Analysis of spectral clustering algorithms for community detection: the general bipartite setting

TL;DR

This paper advances spectral clustering for community detection in bipartite networks by introducing a data-driven regularization method and analyzing its consistency across various models, including sparse graphs.

Contribution

It proposes a new regularization technique that adapts to data without unknown parameters and studies a novel spectral truncation variation, extending theoretical guarantees.

Findings

Regularization restores adjacency matrix concentration in sparse networks

Spectral truncation variation affects misclassification rates

Results extend to inhomogeneous random graphs and graphon models

Abstract

We consider spectral clustering algorithms for community detection under a general bipartite stochastic block model (SBM). A modern spectral clustering algorithm consists of three steps: (1) regularization of an appropriate adjacency or Laplacian matrix (2) a form of spectral truncation and (3) a k-means type algorithm in the reduced spectral domain. We focus on the adjacency-based spectral clustering and for the first step, propose a new data-driven regularization that can restore the concentration of the adjacency matrix even for the sparse networks.
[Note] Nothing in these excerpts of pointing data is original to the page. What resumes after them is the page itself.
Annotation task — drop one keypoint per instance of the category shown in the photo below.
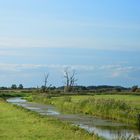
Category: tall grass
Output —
(17, 123)
(119, 110)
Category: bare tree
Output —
(70, 79)
(44, 87)
(46, 80)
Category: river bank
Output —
(18, 123)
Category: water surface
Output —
(105, 128)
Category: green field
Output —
(124, 108)
(134, 100)
(17, 123)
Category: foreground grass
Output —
(20, 124)
(124, 108)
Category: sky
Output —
(99, 39)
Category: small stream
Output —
(105, 128)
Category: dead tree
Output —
(69, 79)
(44, 87)
(46, 80)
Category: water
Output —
(105, 128)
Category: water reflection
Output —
(104, 128)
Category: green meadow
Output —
(17, 123)
(123, 108)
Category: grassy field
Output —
(20, 124)
(123, 108)
(134, 100)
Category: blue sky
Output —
(100, 39)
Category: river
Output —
(107, 129)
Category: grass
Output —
(124, 108)
(17, 123)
This result is based on recent work on regularization of random binary matrices, but avoids using unknown population level parameters, and instead estimates the necessary quantities from the data. We also propose and study a novel variation of the spectral truncation step and show how this variation changes the nature of the misclassification rate in a general SBM. We then show how the consistency results can be extended to models beyond SBMs, such as inhomogeneous random graph models with approximate clusters, including a graphon clustering problem, as well as general sub-Gaussian biclustering. A theme of the paper is providing a better understanding of the analysis of spectral methods for community detection and establishing consistency results, under fairly general clustering models and for a wide regime of degree growths, including sparse cases where the average expected degree grows arbitrarily slowly.